SAN BENEDETTO DEL TRONTO – Ci volevano le ruspe per riavvicinare l’amministrazione comunale di Ascoli ai progetti di sviluppo della Riserva Naturale della Sentina, area che per due terzi della sua estensione è proprietà dell’Arengo. Le ruspe sono quelle che nella mattinata del 21 marzo (qualcuno già chiama questa data “la primavera della Sentina”) rimuovono le ultime recinzioni del maneggio abusivo vicino alla foce del Tronto.
Claudio Sesto Travanti, assessore all’Ambiente del Comune di Ascoli, ammette che la sua proposta di concedere in affitto i casolari della Sentina alla comunità Rom sfrattata da Appignano del Tronto «era una provocazione».
«Ascoli ha sempre condiviso lo spirito della Riserva Naturale – continua Travanti – solo che bisognava consultarci anche prima della legge regionale istitutiva. I proprietari vanno ascoltati sempre. Comunque siamo felici della rimozione degli abusi edilizi nella Sentina, la legalità è un valore da difendere».

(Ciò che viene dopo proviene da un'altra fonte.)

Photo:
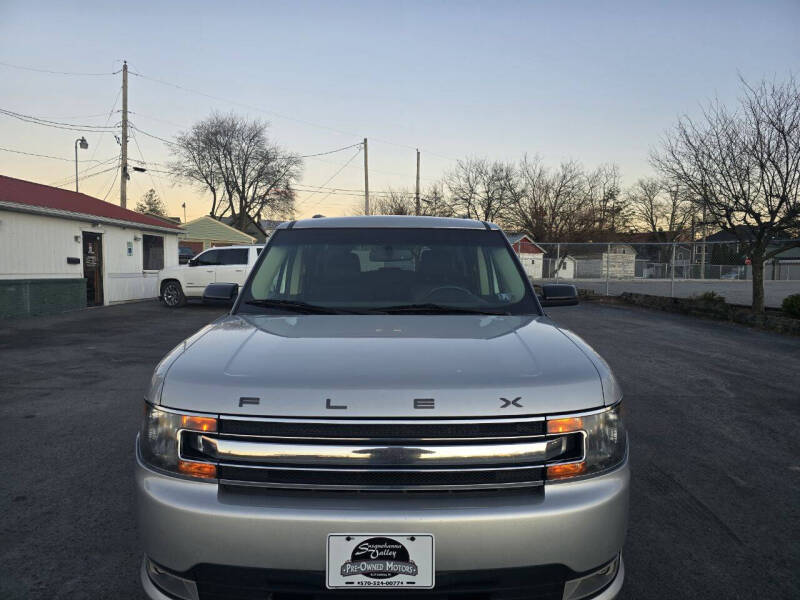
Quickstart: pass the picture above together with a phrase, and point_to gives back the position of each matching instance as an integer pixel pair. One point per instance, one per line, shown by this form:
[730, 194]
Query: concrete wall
[27, 297]
[34, 247]
[532, 263]
[617, 266]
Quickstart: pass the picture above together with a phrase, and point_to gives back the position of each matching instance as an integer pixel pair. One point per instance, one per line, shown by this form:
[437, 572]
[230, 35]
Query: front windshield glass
[371, 270]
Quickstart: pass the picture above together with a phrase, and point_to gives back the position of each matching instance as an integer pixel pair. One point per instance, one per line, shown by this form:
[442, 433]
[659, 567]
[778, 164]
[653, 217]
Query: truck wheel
[173, 295]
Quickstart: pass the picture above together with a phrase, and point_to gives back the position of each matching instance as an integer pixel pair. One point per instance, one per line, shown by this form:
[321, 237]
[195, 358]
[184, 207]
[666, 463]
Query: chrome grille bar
[420, 455]
[363, 455]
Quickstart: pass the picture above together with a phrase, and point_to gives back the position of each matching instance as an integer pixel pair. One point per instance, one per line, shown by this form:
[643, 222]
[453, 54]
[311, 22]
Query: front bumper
[578, 526]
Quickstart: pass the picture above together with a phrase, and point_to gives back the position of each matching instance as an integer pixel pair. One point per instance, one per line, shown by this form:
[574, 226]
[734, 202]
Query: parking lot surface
[712, 412]
[734, 292]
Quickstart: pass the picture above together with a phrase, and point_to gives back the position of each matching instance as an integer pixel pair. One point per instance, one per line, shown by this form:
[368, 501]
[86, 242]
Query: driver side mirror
[558, 294]
[221, 293]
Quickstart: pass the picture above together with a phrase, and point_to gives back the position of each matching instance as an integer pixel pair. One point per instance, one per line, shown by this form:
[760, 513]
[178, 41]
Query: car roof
[389, 221]
[233, 247]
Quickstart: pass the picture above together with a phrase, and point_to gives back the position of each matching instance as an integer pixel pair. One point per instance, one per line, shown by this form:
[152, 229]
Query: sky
[594, 81]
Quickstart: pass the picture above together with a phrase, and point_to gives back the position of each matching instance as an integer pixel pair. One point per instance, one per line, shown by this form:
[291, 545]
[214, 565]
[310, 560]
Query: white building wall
[123, 276]
[37, 247]
[532, 263]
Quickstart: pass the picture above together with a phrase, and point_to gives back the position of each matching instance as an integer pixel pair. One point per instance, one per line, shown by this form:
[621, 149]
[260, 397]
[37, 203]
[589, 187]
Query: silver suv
[386, 411]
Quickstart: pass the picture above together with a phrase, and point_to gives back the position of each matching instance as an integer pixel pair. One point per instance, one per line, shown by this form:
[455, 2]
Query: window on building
[209, 258]
[153, 252]
[234, 256]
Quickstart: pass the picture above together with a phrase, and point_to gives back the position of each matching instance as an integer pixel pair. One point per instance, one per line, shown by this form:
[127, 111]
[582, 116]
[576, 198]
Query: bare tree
[606, 208]
[743, 167]
[550, 204]
[248, 176]
[434, 202]
[479, 189]
[151, 203]
[393, 202]
[663, 207]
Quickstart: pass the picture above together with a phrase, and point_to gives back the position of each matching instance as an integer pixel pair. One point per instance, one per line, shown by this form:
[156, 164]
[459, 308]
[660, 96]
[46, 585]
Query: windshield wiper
[433, 308]
[296, 306]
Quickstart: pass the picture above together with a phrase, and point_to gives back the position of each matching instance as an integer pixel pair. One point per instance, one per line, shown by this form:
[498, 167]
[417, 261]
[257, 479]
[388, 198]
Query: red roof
[28, 193]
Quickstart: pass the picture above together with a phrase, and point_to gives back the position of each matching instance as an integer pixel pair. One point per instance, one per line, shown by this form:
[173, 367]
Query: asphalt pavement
[712, 409]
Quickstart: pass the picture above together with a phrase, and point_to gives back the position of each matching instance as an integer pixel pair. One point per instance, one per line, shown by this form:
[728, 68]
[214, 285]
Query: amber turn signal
[565, 425]
[198, 423]
[566, 470]
[196, 469]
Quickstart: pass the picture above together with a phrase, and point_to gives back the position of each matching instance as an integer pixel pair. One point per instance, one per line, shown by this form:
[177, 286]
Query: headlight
[159, 442]
[605, 442]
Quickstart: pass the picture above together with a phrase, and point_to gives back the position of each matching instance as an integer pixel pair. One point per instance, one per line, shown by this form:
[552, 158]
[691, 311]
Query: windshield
[398, 270]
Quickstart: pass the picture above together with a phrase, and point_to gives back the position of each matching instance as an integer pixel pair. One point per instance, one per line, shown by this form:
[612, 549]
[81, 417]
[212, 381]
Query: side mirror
[559, 294]
[221, 292]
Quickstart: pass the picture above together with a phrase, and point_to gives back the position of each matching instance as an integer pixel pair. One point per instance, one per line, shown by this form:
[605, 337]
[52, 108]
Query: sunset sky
[589, 80]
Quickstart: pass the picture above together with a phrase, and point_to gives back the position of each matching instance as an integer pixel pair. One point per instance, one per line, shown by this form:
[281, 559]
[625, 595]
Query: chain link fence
[677, 269]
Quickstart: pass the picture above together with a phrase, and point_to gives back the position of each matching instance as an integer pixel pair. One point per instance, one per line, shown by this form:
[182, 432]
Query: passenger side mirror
[221, 292]
[559, 294]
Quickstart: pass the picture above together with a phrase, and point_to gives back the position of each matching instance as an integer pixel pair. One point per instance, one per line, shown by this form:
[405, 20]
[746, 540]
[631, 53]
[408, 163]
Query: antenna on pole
[123, 182]
[416, 196]
[366, 179]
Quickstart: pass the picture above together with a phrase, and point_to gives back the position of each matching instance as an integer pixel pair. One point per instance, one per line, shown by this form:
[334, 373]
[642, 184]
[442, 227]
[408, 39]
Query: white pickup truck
[228, 264]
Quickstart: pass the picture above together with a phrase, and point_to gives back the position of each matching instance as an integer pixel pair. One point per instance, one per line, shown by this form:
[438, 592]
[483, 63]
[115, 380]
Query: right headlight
[159, 442]
[605, 442]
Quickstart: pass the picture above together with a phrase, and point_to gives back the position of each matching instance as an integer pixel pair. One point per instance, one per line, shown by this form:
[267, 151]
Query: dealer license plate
[380, 560]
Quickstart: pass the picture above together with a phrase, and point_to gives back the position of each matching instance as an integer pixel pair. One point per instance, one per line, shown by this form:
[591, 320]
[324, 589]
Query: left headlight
[605, 442]
[160, 437]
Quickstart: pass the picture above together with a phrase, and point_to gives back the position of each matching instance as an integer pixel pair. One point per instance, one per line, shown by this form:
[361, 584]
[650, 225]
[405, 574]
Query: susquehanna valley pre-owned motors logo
[379, 558]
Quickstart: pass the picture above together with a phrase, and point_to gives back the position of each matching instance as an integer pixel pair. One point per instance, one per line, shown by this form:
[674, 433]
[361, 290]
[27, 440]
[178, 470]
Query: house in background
[596, 262]
[561, 268]
[261, 232]
[531, 255]
[206, 232]
[61, 250]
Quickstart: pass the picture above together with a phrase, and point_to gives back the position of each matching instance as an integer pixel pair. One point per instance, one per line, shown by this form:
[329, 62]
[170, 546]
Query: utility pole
[123, 187]
[703, 249]
[417, 207]
[366, 179]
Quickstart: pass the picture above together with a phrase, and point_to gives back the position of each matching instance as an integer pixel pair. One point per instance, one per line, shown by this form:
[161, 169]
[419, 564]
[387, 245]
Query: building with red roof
[61, 250]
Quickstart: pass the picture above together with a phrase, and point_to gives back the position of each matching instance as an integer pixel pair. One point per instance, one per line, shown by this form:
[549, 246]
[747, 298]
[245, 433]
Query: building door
[93, 268]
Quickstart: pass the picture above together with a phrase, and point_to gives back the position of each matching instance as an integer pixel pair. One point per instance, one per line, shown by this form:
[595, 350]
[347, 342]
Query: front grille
[381, 455]
[378, 431]
[215, 582]
[384, 479]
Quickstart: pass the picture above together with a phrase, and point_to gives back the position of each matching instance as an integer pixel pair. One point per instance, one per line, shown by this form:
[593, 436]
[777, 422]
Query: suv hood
[376, 366]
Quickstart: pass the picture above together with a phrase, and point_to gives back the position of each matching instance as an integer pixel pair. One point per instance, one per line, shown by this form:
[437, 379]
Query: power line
[47, 156]
[113, 181]
[153, 181]
[132, 126]
[351, 159]
[277, 114]
[330, 151]
[34, 69]
[71, 178]
[108, 118]
[56, 124]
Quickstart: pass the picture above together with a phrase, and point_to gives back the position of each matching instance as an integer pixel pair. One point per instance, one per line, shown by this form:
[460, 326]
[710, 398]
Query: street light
[84, 145]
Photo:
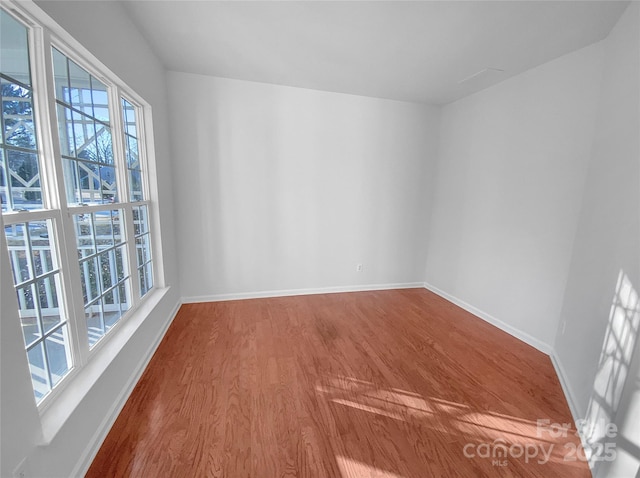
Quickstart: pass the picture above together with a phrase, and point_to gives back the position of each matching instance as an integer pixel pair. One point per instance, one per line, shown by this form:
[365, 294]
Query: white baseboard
[101, 432]
[519, 334]
[566, 387]
[292, 292]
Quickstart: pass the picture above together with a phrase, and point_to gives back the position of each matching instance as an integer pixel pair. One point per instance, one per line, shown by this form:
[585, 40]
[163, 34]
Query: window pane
[104, 229]
[89, 180]
[24, 179]
[104, 275]
[135, 185]
[104, 144]
[95, 323]
[145, 274]
[89, 278]
[14, 60]
[65, 131]
[132, 153]
[48, 295]
[61, 76]
[99, 100]
[108, 183]
[57, 354]
[79, 80]
[18, 252]
[17, 112]
[85, 134]
[143, 249]
[28, 314]
[20, 182]
[39, 373]
[140, 220]
[84, 235]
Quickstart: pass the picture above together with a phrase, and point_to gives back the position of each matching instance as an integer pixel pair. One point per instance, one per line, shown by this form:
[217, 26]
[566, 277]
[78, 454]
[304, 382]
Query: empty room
[320, 239]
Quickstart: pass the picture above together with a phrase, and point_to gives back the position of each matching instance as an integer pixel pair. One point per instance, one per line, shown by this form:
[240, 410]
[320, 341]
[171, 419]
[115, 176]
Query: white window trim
[89, 365]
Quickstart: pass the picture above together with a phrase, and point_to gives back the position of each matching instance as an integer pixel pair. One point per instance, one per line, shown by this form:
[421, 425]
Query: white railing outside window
[74, 191]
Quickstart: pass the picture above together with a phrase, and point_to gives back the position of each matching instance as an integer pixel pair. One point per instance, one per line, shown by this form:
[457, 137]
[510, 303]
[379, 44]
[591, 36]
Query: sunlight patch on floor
[350, 468]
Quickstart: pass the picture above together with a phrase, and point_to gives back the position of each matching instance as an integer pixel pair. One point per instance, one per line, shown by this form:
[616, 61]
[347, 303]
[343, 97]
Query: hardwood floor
[387, 384]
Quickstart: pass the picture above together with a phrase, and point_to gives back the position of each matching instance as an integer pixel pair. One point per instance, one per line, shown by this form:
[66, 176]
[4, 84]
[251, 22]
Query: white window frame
[87, 363]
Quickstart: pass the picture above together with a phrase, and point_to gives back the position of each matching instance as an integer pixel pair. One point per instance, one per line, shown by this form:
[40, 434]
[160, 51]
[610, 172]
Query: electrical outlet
[22, 470]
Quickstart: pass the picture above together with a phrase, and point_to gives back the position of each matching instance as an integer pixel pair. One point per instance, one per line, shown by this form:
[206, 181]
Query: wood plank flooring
[386, 384]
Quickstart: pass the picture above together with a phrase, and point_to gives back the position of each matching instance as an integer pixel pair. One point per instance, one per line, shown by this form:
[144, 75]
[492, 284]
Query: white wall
[510, 174]
[607, 244]
[128, 55]
[281, 188]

Dello stesso avviso il presidente del Comitato d’Indirizzo della Riserva, Pietro D’Angelo: «E’ una data storica, è la prima volta che le ruspe rimuovono degli abusi edilizi nel Comune di San Benedetto. Abbiamo dato il segnale che le regole vanno rispettate. Ora potremo convincere anche coloro che compiono abusi minori dentro la Riserva». Il Comitato ha appena deliberato di dare un «ruolo più incisivo ad Ascoli, che da parte sua contribuirà alla valorizzazione turistica e ambientale della Riserva».
Meno felice sarà il padre di questi abusi, un uomo sambenedettese che da alcuni anni aveva “travisato” il contratto d’affitto con il Comune di Ascoli. Invece che per fini agricoli, il fondo era stato adibito a ricovero di cavalli e animali da cortile. Ben 18 abusi edilizi, rilevati prima dai residenti e poi da un esposto alla Procura della Repubblica da parte dello stesso D’Angelo, nella veste di presidente provinciale dei Verdi. Poi seguirono i sopralluoghi della Guardia di Finanza (clicca qui), l’ordinanza di rimuovere le strutture abusive, una causa di sfratto con l’Arengo, l’avvio di un iter penale tuttora in corso e, infine, la rimozione con le ruspe. Prese in affitto da una ditta e accompagnate da Polizia Municipale, Protezione Civile e tecnici comunali. L’affittuario aveva già cominciato a rimuovere gli abusi per suo conto.
Alcuni cavalli sono stati restituiti ai proprietari, altri di proprietà dell’affittuario rimarranno nel fondo agricolo, almeno fino a quando questi non gli troverà una collocazione alternativa. Continuerà la causa di sfratto promossa dal Comune di Ascoli.